La Creatura di Victor Frankenstein nasce dal desiderio di oltrepassare il limite dell’esistenza umana: la morte. Un desiderio che affonda le radici nel trauma originario di Victor ovvero la perdita prematura della madre.
“Creare la vita” diventa così un modo per negare la finitezza dell’esistenza e riscrivere simbolicamente la scena della morte attraverso un gesto di onnipotenza.
La Creatura, specchio del suo creatore, incarna la stessa onnipotenza e la stessa sofferenza: è sola, disperata, in cerca di uno sguardo che la riconosca.
La solitudine che la abita è la stessa che ha segnato l’infanzia di Victor, cresciuto accanto a un padre incapace di riconoscerlo nella sua individualità; un padre che gli impone un unico destino: diventare un medico degno di ereditare il suo nome.
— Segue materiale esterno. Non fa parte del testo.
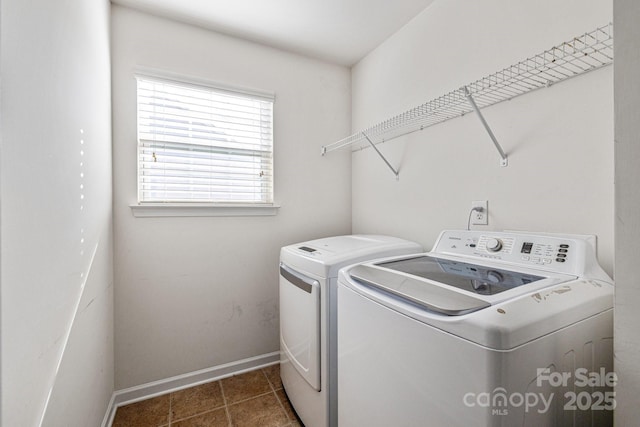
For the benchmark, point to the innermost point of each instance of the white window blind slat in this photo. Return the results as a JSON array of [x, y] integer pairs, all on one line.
[[200, 144]]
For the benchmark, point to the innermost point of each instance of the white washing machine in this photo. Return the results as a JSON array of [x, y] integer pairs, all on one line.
[[487, 329], [308, 280]]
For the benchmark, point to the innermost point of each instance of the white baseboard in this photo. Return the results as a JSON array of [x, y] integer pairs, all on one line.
[[179, 382]]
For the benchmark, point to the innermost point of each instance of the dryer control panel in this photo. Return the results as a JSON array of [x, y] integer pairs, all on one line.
[[563, 254]]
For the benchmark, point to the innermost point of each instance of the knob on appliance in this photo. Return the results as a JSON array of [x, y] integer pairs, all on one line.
[[494, 245]]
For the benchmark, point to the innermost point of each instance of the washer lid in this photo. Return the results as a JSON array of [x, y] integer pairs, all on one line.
[[431, 296]]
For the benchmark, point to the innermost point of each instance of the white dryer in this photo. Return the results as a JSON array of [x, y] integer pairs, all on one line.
[[487, 329], [308, 280]]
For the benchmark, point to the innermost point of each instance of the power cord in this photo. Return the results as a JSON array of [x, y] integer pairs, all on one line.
[[478, 209]]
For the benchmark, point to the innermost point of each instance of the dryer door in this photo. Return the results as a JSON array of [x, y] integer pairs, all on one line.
[[300, 323]]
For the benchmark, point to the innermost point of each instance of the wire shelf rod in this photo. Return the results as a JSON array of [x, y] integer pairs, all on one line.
[[584, 53]]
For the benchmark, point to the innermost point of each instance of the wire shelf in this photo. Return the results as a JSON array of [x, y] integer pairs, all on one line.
[[582, 54]]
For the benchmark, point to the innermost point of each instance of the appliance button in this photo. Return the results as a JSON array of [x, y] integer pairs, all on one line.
[[494, 245]]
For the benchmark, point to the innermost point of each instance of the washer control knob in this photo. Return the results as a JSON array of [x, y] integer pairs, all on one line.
[[494, 245], [494, 277]]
Privo di un autentico legame affettivo, Victor cresce alimentando un desiderio profondo di rivendicazione e riconoscimento che trova nutrimento nei suoi studi deliranti e ossessivi. È da questa tensione che nasce la Creatura: un corpo ricomposto da frammenti di cadaveri, cuciti con precisione maniacale e animati dall’energia cosmica di una notte tempestosa.
Quell’essere, inizialmente guardato con curiosità e accudimento, diventa presto per Victor motivo di svalutazione, rabbia e ripudio poiché non abbastanza intelligente.
Victor svuotato di ogni scopo finisce per disconoscere e distruggere la sua Creatura abbandonandola alla sofferenza di una vita mostruosa e solitaria.
Dopo il rifiuto paterno, la Creatura prosegue la sua esistenza alla ricerca incessante di un legame, di un Altro che la riconosca proprio come un bambino che implora lo sguardo dei genitori. Ma l’esperienza del dolore e dell’abbandono si ripete, alimentando una spirale di violenza speculare a quella del suo creatore. É la rivendicazione, la domanda sulla sua solitudine che spinge la Creatura a cercare nuovamente suo padre.
Nella scena finale, sul letto di morte di Victor, si apre un varco significativo: la possibilità dell’incontro e del perdono. In quel momento di reciproco riconoscimento, la ripetizione traumatica si interrompe creando uno spazio psichico nuovo in cui può emergere una possibilità autentica di trasformazione e di vita.